BAMAKO, Mali — France claimed new successes in its campaign to oust Islamist extremists from northern Mali on Sunday, bombarding the major city of Gao with airstrikes targeting the airport and training camps used by the Al Qaeda-linked rebel group controlling the city.
France’s foreign minister also said the three-day-old intervention is gaining international support, with communications and transport help from the United States and backing from Britain, Denmark, and other European countries.
The French-led effort to take back Mali’s north from the extremists occupying it has included airstrikes by jets and combat helicopters on at least four northern towns, of which Gao is the largest.
Some 400 French troops have been sent to the country in the effort to win back the territory from the well-armed rebels, who seized control of an area larger than France after a coup in Mali nine months ago.
The action coincided with a failed French attempt Friday to rescue a hostage held by Islamic militants in Somalia.
President Obama acknowledged Sunday that US fighter jets provided backup support to the effort.
The risky mission by French commandos ended disastrously after a gun battle with fighters from Al-Shabab militant network. The hostage, a spy identified by his cover name, Denis Allex, was presumed killed and a French soldier was reported missing.
Obama said the US warplanes briefly entered Somali airspace but did not open fire and departed Somalia by 8 p.m. Friday, Washington time. He gave no other details.
In Mali, the French Defense Ministry said its fighter jets destroyed several targets near Gao, including training camps, infrastructure, and logistical depots that it said were bases for terrorist groups.

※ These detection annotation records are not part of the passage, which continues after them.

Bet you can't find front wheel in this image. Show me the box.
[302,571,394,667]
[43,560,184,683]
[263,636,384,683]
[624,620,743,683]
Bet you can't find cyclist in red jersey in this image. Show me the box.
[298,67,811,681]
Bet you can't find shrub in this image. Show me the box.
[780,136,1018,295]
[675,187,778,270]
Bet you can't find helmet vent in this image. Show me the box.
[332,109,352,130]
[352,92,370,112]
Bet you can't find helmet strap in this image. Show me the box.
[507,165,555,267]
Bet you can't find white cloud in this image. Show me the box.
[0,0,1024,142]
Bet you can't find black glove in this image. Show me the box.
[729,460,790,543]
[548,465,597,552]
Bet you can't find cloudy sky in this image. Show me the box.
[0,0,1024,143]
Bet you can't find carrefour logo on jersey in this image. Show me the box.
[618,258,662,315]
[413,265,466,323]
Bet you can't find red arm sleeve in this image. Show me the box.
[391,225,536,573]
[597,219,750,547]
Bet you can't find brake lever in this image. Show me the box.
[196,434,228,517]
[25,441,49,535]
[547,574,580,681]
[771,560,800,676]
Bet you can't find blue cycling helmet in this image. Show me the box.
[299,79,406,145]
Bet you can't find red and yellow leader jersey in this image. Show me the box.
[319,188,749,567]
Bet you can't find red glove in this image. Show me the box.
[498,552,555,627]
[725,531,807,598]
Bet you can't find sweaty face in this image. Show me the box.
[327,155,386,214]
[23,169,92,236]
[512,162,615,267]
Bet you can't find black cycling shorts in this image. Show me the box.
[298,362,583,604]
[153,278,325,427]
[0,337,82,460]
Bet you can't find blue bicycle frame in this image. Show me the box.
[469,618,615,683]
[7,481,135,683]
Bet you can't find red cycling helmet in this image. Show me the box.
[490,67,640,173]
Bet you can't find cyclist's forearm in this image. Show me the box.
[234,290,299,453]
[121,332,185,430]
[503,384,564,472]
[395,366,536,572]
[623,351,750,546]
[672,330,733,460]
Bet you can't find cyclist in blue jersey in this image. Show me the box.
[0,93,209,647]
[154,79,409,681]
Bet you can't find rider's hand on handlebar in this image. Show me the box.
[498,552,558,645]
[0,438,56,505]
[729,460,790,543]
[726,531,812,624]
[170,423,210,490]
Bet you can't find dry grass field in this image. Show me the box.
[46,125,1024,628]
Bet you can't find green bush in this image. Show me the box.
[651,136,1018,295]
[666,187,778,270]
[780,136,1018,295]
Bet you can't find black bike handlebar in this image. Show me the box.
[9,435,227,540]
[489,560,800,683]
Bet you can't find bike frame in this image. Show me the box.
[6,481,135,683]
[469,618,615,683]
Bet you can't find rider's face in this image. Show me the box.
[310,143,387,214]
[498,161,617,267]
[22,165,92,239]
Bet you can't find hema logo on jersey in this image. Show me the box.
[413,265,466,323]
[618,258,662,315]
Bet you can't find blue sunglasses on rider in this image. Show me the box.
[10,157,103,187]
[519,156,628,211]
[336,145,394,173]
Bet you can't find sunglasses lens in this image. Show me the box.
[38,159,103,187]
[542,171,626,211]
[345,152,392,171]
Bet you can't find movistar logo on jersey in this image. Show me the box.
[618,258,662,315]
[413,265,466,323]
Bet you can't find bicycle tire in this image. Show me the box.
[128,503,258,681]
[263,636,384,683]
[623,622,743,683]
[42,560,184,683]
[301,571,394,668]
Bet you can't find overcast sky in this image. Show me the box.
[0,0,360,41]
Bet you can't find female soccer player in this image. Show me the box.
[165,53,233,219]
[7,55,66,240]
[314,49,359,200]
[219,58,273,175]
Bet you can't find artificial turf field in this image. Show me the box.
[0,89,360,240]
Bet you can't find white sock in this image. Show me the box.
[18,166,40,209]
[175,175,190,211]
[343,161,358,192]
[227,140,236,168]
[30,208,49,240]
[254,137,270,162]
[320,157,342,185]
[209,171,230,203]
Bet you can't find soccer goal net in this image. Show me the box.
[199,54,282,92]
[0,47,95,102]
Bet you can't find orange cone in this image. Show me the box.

Residents of Gao confirmed that the targets included the city’s airport as well as the building that served as the base for the town’s feared Islamist police, which — in their adherence to a strict version of Muslim law — have carried out numerous punishments including amputating limbs of accused thieves.
Gao resident Abderahmane Dicko, a public school teacher, said he and his neighbors heard the jets screaming across the sky between noon and 1 p.m.
‘‘We saw the war planes circling. They were targeting the camps uses by the Islamists. They only hit their bases. They didn’t shoot at the population,’’ he said.
But the intervention has come with a human cost in the city of Konna, the first to be bombed on Friday and Saturday. The town’s mayor said that at least 10 civilians were killed, including three children who threw themselves into a river and drowned trying to avoid the falling bombs.
President Francois Hollande of France authorized the military operation, code-named ‘‘Serval’’ after a sub-Saharan wildcat, after it became clear that the advancing rebels could push past the defenses in the town of Mopti, the first town on the government-controlled side, which has the largest concentration of Malian soldiers.
The decision catapulted the world and Mali’s neighbors into a military operation that diplomats had earlier said would not take place until at least September. France’s defense minister said they had no choice because of the swift rebel advance.
US officials said they had offered to send drones to Mali and were considering a broad range of options for assistance, including information-sharing and possibly allowing limited use of refueling tankers. Prime Minister David Cameron of Britain also agreed to send aircraft to help transport troops.
On Saturday, the body representing nations in West Africa announced that the member states would send hundreds of troops of their own, including at least 500 each from Niger, Burkina Faso, and Senegal, as well as from Nigeria.